Si tratta, in questi casi, di modalità proiettive e “buonistiche” di usare il perdono e la carità, valer a dire con atteggiamenti privi di consapevole limpidezza, strumentalmente usate ancora a fini autogiustificativi per il mantenimento o l'allargamento della sfera di influenza e di potere.

Dove non c'è alcun posto per questi infingimenti (come per esempio nella pratica psicoterapeutica) la psicologia del profondo che si avvale degli  echi simbolici e suggestivi della carità e del perdono si rivela spesso in grado di smuovere terapeuticamente casi clinici ostici e resistenti ad altri tradizionali interventi riabilitativi, essendo essa in grado di smuovere l'arroccamento energetico dei nuclei narcisistici nella coscienza permettendo di spezzare la spirale dei risentimenti facendo leva sulle risorse psicospirituali dei soggetti mediante tecniche ipnotiche di tipo costruttivistico e transpersonale.

Partendo da questi presupposti pratici possiamo concludere che la carità e il perdono possono essere potenzialmente considerati anche come due robusti antidoti etici ai tradizionali modelli di comportamento sociale e politico basato su difesa-e-attacco, nei quali prevale di solito la fedeltà oltranzistica al gruppo di appartenenza sull'amore per la verità.

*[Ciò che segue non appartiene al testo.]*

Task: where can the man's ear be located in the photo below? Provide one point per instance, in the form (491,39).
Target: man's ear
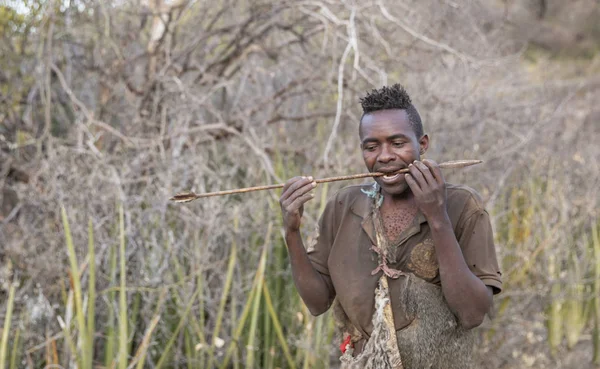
(423,144)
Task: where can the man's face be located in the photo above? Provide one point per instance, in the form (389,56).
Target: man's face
(389,143)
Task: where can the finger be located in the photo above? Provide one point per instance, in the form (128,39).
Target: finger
(301,191)
(414,186)
(301,200)
(435,170)
(427,174)
(294,185)
(415,172)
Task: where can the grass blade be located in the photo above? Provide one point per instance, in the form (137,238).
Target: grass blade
(278,330)
(123,341)
(182,321)
(596,291)
(15,351)
(7,322)
(260,272)
(91,324)
(223,301)
(76,277)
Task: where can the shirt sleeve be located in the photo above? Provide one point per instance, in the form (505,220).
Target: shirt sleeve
(319,245)
(477,243)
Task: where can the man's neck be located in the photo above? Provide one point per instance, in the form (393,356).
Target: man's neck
(401,201)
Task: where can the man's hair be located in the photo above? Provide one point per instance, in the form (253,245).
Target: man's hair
(394,97)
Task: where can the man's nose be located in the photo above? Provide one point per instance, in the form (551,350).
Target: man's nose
(386,154)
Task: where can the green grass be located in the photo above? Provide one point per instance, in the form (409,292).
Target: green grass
(264,324)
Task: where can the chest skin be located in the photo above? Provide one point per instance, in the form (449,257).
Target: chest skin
(397,219)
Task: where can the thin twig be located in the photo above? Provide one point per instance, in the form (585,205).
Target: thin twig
(190,196)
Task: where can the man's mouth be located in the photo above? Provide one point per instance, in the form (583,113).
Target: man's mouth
(390,178)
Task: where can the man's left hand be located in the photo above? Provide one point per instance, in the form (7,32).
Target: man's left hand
(429,188)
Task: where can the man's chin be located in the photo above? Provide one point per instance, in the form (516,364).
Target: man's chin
(393,189)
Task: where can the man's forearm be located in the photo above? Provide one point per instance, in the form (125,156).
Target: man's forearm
(467,296)
(309,282)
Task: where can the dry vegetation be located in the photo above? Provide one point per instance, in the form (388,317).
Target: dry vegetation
(121,104)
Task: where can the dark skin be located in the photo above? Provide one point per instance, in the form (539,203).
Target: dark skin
(389,143)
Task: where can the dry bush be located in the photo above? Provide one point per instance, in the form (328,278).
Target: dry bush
(131,102)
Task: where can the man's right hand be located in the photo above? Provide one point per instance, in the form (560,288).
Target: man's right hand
(296,192)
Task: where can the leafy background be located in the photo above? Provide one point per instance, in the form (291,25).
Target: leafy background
(108,108)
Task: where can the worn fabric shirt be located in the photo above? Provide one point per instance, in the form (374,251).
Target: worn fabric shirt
(341,250)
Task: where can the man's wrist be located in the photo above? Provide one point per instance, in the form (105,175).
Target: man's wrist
(439,221)
(289,233)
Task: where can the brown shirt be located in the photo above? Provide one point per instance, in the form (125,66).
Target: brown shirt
(341,251)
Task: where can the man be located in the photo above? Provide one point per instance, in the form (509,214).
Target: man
(410,254)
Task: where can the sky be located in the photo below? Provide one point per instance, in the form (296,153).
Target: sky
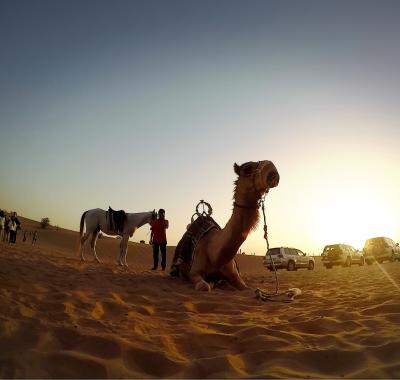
(143,105)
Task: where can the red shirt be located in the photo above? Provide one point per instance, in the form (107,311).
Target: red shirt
(158,227)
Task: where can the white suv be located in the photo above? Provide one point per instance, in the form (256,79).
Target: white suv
(380,249)
(288,258)
(341,254)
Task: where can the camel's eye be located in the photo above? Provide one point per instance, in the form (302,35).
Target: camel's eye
(247,169)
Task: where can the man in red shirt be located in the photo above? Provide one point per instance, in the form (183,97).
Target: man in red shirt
(158,238)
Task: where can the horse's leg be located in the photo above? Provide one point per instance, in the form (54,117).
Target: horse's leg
(120,257)
(199,283)
(125,248)
(83,243)
(93,244)
(230,272)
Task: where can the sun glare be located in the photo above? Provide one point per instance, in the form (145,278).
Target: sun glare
(351,219)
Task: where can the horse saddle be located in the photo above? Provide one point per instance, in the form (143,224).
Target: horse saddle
(117,220)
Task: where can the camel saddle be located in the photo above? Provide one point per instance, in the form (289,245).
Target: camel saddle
(117,220)
(184,251)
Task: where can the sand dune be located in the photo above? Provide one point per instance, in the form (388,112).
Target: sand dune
(60,318)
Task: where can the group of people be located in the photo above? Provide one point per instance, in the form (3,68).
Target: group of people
(9,226)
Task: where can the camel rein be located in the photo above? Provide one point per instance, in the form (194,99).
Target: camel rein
(262,201)
(287,296)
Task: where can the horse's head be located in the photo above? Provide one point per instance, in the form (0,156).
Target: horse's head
(256,177)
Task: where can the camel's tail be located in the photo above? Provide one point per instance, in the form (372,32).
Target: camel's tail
(81,226)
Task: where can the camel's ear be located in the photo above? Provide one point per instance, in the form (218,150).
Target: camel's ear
(236,168)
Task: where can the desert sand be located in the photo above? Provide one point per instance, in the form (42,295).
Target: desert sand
(60,318)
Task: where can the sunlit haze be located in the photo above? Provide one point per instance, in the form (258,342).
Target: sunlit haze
(147,104)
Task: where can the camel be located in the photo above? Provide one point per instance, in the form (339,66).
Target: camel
(214,254)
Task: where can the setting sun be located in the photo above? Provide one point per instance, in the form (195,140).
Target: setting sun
(351,218)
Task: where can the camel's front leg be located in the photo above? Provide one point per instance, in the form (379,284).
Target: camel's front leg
(199,283)
(230,272)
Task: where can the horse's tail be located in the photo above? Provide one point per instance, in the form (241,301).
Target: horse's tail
(82,224)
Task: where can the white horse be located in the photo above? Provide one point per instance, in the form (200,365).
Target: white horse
(97,220)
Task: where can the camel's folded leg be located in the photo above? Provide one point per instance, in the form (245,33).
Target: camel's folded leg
(230,272)
(199,283)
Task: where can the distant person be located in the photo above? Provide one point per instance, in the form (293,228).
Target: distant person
(6,234)
(34,238)
(12,226)
(2,224)
(158,238)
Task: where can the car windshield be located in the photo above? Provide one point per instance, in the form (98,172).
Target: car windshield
(332,248)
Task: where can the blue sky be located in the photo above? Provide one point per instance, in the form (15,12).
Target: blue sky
(147,104)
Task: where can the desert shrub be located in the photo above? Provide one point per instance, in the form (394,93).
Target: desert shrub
(45,222)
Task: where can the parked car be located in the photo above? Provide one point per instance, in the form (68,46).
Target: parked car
(341,254)
(288,258)
(380,249)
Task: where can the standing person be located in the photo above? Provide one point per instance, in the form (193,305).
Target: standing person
(34,238)
(12,225)
(2,224)
(158,238)
(6,228)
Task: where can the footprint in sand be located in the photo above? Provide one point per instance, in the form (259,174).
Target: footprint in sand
(98,311)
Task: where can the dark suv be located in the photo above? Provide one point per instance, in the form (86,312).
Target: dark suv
(381,249)
(341,254)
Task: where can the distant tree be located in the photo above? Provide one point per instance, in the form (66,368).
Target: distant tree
(45,222)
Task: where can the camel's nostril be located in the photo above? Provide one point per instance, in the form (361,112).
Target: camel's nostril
(273,179)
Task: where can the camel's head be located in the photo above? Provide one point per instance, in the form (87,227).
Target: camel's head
(257,177)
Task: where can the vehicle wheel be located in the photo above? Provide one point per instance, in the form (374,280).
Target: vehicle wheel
(291,265)
(348,262)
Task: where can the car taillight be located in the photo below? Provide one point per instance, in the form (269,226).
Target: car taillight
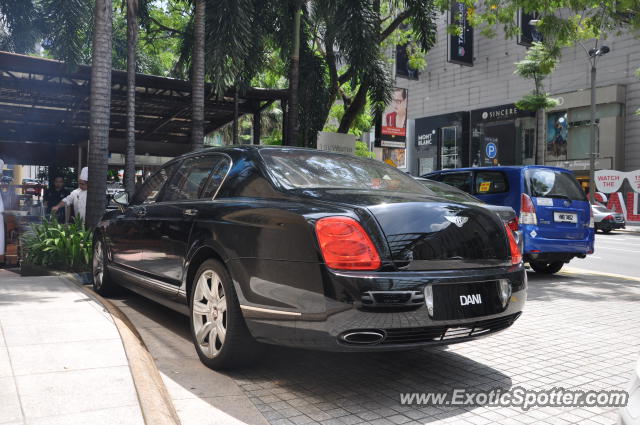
(345,245)
(527,210)
(516,255)
(513,224)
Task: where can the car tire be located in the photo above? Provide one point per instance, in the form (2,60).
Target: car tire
(218,330)
(103,284)
(546,268)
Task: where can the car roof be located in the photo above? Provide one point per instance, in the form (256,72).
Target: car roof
(500,168)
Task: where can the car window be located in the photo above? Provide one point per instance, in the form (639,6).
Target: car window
(554,184)
(215,180)
(448,192)
(307,169)
(490,182)
(192,178)
(152,186)
(460,180)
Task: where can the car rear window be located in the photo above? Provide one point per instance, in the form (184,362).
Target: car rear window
(447,192)
(554,184)
(460,180)
(488,182)
(307,169)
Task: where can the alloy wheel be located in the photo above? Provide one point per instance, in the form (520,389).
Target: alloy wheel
(209,313)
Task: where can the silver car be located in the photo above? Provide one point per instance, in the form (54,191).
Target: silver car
(607,220)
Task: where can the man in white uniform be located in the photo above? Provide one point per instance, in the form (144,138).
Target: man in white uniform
(77,198)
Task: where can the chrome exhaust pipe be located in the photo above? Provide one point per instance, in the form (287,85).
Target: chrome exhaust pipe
(363,337)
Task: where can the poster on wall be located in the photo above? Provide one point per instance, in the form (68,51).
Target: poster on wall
(528,32)
(395,157)
(394,121)
(461,43)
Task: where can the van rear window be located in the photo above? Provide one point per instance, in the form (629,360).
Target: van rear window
(554,184)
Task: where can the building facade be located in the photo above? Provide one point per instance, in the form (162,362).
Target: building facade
(464,114)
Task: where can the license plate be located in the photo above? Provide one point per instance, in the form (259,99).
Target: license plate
(565,217)
(465,300)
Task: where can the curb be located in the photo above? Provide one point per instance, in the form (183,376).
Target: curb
(155,401)
(570,271)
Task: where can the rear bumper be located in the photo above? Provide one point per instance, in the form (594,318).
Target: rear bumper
(534,244)
(402,327)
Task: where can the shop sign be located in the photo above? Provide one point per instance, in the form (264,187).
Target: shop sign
(461,43)
(499,113)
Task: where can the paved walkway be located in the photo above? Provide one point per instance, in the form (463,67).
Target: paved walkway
(61,357)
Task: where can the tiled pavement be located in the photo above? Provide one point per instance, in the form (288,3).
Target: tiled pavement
(577,333)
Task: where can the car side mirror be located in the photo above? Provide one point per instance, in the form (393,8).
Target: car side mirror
(121,198)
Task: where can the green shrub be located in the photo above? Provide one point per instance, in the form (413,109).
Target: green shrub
(61,246)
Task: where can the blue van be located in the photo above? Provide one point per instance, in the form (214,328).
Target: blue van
(553,211)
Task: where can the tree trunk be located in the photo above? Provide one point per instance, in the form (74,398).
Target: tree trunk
(354,108)
(132,41)
(99,107)
(294,80)
(197,79)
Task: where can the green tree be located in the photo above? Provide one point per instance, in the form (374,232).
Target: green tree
(538,63)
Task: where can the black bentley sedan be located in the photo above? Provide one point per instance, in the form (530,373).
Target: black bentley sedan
(311,249)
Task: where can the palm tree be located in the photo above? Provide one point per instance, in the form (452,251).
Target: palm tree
(135,9)
(99,107)
(132,39)
(197,78)
(294,79)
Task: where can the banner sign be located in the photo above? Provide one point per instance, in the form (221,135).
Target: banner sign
(336,142)
(394,121)
(610,181)
(460,44)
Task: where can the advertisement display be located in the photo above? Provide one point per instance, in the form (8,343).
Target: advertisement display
(461,43)
(528,31)
(394,121)
(610,181)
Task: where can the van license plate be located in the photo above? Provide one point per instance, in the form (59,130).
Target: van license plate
(565,217)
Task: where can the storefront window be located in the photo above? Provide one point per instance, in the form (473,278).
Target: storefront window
(557,134)
(449,156)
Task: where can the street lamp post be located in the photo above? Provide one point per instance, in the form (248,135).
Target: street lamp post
(593,57)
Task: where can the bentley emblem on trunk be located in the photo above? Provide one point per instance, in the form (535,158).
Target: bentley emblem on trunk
(458,221)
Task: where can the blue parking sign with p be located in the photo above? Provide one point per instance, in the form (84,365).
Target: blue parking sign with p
(491,150)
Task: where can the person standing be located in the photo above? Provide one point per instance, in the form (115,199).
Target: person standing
(78,197)
(54,195)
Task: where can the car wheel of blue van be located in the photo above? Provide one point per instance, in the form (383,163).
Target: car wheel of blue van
(546,267)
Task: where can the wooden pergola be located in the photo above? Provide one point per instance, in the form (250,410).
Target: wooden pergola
(44,112)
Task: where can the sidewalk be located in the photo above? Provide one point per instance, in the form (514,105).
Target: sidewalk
(61,357)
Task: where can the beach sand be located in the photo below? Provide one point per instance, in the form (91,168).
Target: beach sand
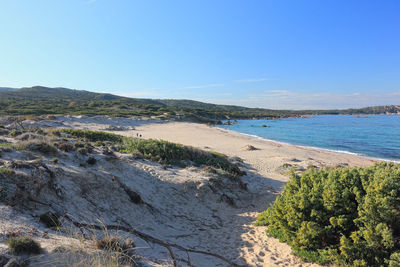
(264,176)
(267,167)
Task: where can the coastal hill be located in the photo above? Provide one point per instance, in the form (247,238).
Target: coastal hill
(39,100)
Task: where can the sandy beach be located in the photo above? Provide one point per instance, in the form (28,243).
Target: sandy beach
(266,165)
(267,157)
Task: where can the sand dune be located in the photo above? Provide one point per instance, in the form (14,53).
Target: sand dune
(188,212)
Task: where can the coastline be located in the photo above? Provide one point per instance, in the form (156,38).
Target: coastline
(314,147)
(265,178)
(269,155)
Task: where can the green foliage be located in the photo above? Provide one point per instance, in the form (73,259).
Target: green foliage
(15,133)
(171,153)
(24,245)
(346,216)
(40,146)
(92,136)
(40,100)
(4,187)
(110,244)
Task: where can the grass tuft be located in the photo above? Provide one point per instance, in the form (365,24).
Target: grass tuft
(24,245)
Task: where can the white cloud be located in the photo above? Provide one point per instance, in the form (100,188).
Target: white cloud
(284,99)
(205,86)
(251,80)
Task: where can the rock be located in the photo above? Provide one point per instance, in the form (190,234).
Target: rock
(16,262)
(4,259)
(250,148)
(91,161)
(128,244)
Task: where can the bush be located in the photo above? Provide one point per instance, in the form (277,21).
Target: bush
(346,216)
(51,220)
(171,153)
(91,161)
(66,147)
(24,245)
(42,147)
(109,244)
(15,133)
(92,136)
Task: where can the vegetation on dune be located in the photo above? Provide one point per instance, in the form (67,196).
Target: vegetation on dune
(24,245)
(346,216)
(92,136)
(171,153)
(156,150)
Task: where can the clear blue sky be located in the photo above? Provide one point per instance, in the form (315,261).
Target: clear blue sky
(273,54)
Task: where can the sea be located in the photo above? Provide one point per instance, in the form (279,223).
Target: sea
(376,136)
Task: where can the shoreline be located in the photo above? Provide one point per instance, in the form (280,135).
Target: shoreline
(312,147)
(187,190)
(265,160)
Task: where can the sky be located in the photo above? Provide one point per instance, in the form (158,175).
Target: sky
(298,54)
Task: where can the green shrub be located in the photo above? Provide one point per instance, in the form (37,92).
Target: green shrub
(24,245)
(92,136)
(171,153)
(346,216)
(14,133)
(91,161)
(109,244)
(42,147)
(66,147)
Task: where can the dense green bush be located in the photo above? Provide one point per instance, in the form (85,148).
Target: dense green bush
(346,216)
(171,153)
(92,136)
(157,150)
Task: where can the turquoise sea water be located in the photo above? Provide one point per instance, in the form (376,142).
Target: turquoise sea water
(371,135)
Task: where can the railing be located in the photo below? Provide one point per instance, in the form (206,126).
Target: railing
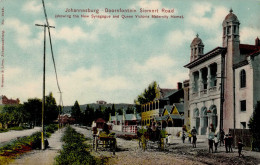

Già presenti nel volontarismo morale cattolico e rivisitati alla luce di teorie psicologiche che credono nel potere fecondo ed evolutivo dell'interiorità, questi due grandi snodi evangelici appaiono perciò suscettibili di essere adeguatamente ripresi e diffusi negli ambiti secolari dell'etica filosofica, della pedagogia e delle stesse scienze sociali, sì da indebolire scientificamente le radici dell'attuale temperie mediatica oppiata dall'assuefazione a visioni egocentrate della realtà e nutrita di mille stimolazioni sensoriali, nonché responsabile di un degrado realmente pericoloso della civiltà nel nostro Paese.

Stefano Bovero, psicologo psicoterapeuta ed insegnante.